Why Scholars’ Motives Should be Irrelevant to Our Evaluation of their Scholarship

At an American Association of Law Schools panel that I took part in at this year’s annual conference, we briefly discussed the question of whether scholars’ motives for writing an article should be relevant to our evaluation of its quality. Often, people make claims such as the following: “Professor X only wrote that article to rationalize his left-wing [or right-wing] views. He knew the answers he wanted to get ahead of time, and just reasoned backwards from them.” Or, alternatively: “Professor Y wrote that article in order to ingratiate himself with the administration of President _________ so that he can increase his chances of getting a job in government or a judicial appointment.” The implication of such remarks is that the presence of disreputable motives on the part of the author somehow discredits the article or at least diminishes its scholarly value.

In my view, the implication is false. In evaluating scholarship, the only thing that should matter is whether it uses sound logic and evidence, and whether it makes an original contribution to the relevant scholarly literature. If the article is original and well-reasoned, it should make no difference that the author wrote it to promote his ideology or to get a judicial appointment, or for any other reason. The article’s contribution to scholarship in its field is independent of the author’s motives. If we can definitively prove that John Stuart Mill wrote On Liberty in order to justify his ideology (which was indeed probably part of his motive), that in no way diminishes the book’s intellectual value. Indeed, its value would not be diminished even if we can prove that Mill secretly believed that the book’s argument was wrong, but pretended otherwise out of some ulterior motive. Similarly, a flawed article should not be evaluated more favorably if the author’s sole object in writing it was disinterested truth-seeking.

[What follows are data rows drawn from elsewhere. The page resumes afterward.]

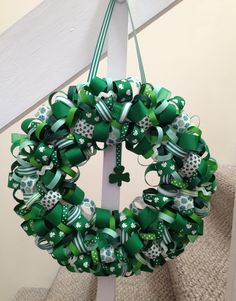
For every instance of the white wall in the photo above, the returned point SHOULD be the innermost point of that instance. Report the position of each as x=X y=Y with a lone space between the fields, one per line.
x=190 y=50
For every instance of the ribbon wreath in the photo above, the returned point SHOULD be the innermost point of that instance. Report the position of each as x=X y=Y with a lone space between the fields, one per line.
x=149 y=122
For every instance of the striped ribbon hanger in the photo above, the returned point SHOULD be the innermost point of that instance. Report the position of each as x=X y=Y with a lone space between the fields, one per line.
x=101 y=40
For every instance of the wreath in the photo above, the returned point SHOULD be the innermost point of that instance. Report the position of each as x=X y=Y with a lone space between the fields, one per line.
x=149 y=122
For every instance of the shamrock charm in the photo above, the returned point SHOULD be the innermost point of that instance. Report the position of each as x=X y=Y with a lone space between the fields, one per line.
x=119 y=175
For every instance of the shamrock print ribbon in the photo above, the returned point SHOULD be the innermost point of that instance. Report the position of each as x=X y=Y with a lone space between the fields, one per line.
x=159 y=224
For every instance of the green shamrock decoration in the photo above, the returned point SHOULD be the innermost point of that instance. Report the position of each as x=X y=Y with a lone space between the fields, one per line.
x=118 y=176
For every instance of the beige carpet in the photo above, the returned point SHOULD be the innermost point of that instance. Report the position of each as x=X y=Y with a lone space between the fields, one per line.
x=200 y=273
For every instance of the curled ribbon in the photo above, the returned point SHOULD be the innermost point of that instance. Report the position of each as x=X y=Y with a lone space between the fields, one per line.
x=159 y=224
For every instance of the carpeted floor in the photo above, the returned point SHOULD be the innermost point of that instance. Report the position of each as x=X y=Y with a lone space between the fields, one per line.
x=200 y=273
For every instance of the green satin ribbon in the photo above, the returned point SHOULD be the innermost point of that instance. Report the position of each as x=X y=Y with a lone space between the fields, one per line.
x=80 y=236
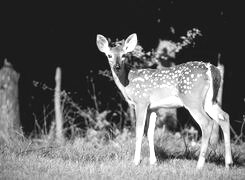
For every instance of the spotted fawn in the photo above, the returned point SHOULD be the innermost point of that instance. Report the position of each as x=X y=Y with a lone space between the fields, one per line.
x=193 y=85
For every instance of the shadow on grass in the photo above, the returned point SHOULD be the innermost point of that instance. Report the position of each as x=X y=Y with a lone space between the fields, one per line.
x=193 y=154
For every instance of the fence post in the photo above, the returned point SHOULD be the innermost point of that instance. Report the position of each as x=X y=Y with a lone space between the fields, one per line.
x=58 y=111
x=9 y=104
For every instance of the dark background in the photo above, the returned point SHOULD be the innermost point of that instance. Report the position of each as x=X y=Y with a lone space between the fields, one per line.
x=36 y=37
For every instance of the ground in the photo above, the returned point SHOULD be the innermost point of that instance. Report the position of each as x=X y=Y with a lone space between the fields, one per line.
x=82 y=159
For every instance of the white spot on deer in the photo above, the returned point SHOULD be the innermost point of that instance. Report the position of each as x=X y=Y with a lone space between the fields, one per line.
x=138 y=79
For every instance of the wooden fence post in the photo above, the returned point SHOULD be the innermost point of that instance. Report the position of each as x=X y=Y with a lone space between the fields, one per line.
x=58 y=111
x=9 y=104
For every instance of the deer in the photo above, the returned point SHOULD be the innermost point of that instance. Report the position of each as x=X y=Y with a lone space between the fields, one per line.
x=193 y=85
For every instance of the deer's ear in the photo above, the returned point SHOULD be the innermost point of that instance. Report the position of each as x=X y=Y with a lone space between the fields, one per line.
x=130 y=43
x=102 y=43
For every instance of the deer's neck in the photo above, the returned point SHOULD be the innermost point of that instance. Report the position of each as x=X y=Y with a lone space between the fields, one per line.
x=121 y=80
x=122 y=74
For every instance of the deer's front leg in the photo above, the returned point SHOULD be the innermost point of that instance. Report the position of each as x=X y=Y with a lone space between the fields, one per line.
x=150 y=135
x=140 y=110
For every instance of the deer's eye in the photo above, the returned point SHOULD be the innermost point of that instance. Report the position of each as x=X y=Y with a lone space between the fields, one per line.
x=123 y=57
x=117 y=67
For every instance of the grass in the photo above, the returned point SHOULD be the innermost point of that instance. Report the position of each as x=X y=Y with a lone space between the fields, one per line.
x=82 y=159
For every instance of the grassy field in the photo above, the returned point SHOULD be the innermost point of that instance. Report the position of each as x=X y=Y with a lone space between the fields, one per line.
x=82 y=159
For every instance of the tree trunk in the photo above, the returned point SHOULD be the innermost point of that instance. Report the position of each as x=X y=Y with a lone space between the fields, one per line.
x=9 y=104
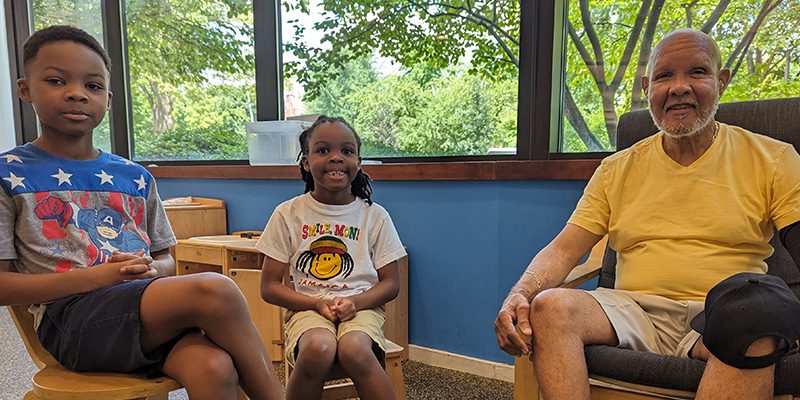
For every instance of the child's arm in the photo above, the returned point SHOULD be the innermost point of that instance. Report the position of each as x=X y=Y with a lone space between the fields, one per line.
x=384 y=291
x=274 y=292
x=18 y=288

In the real world, few works of scholarship are written purely for truth-seeking purposes. At the very least, the writer usually also has the additional motive of advancing his career. No one holds it against a scholar if one of his motives for writing an article was to cater to the interests of other scholars in the field in order to increase his chances of getting tenure. We should take the same approach with scholars who have other non-truthseeking motives. Most writers usually have multiple reasons for producing an article or book. Even if they consciously believe that their sole objective is disinterested truth-seeking, that doesn’t mean that their evaluation of their motives is correct. Few people ever fully understand the reasons why they do what they do.

The above analysis applies to the evaluation of scholarship by academics assessing works in their own field. As experts on the subject, they should be able to evaluate scholarship on the merits without resorting to consideration of motives. Matters are more complicated when nonexperts try to form opinions about the validity of scholarship and its implications for various public policy issues. Nonexperts often don’t have the knowledge needed to evaluate scholarship directly, and therefore must rely on “social validation“. In many instances, they have to take the experts at their word merely because they are experts. For example, I don’t really understand modern physics. So I accept the view that Einstein’s theories are closer to the truth than Isaac Newton’s because that’s what the overwhelming majority of physicists believe.

In situations where a layperson has deferred to expert opinion because of the experts’ superior knowledge, it is rational to show less deference if there is strong evidence the many of the experts in question have non-truthseeking motives for reaching their conclusions, or have manufactured an “expert consensus” by suppressing opposing views within academia. I explained why in more detail here. Even in such a scenario, however, it would be a mistake to discount the experts’ views completely. Truth-seeking may still be part of their motivation, even if it was not the sole motive. Moreover, expert analyses produced for non-truthseeking purposes may still contain valuable insights that laypeople should not simply ignore.

Whatever the difficulties facing laypersons, it is almost never defensible for we academics to evaluate scholarship in our field based on the authors’ real or imagined motives. As experts ourselves, we should be knowledgeable enough to judge the work of fellow experts on the merits, without resorting to speculation about their motives.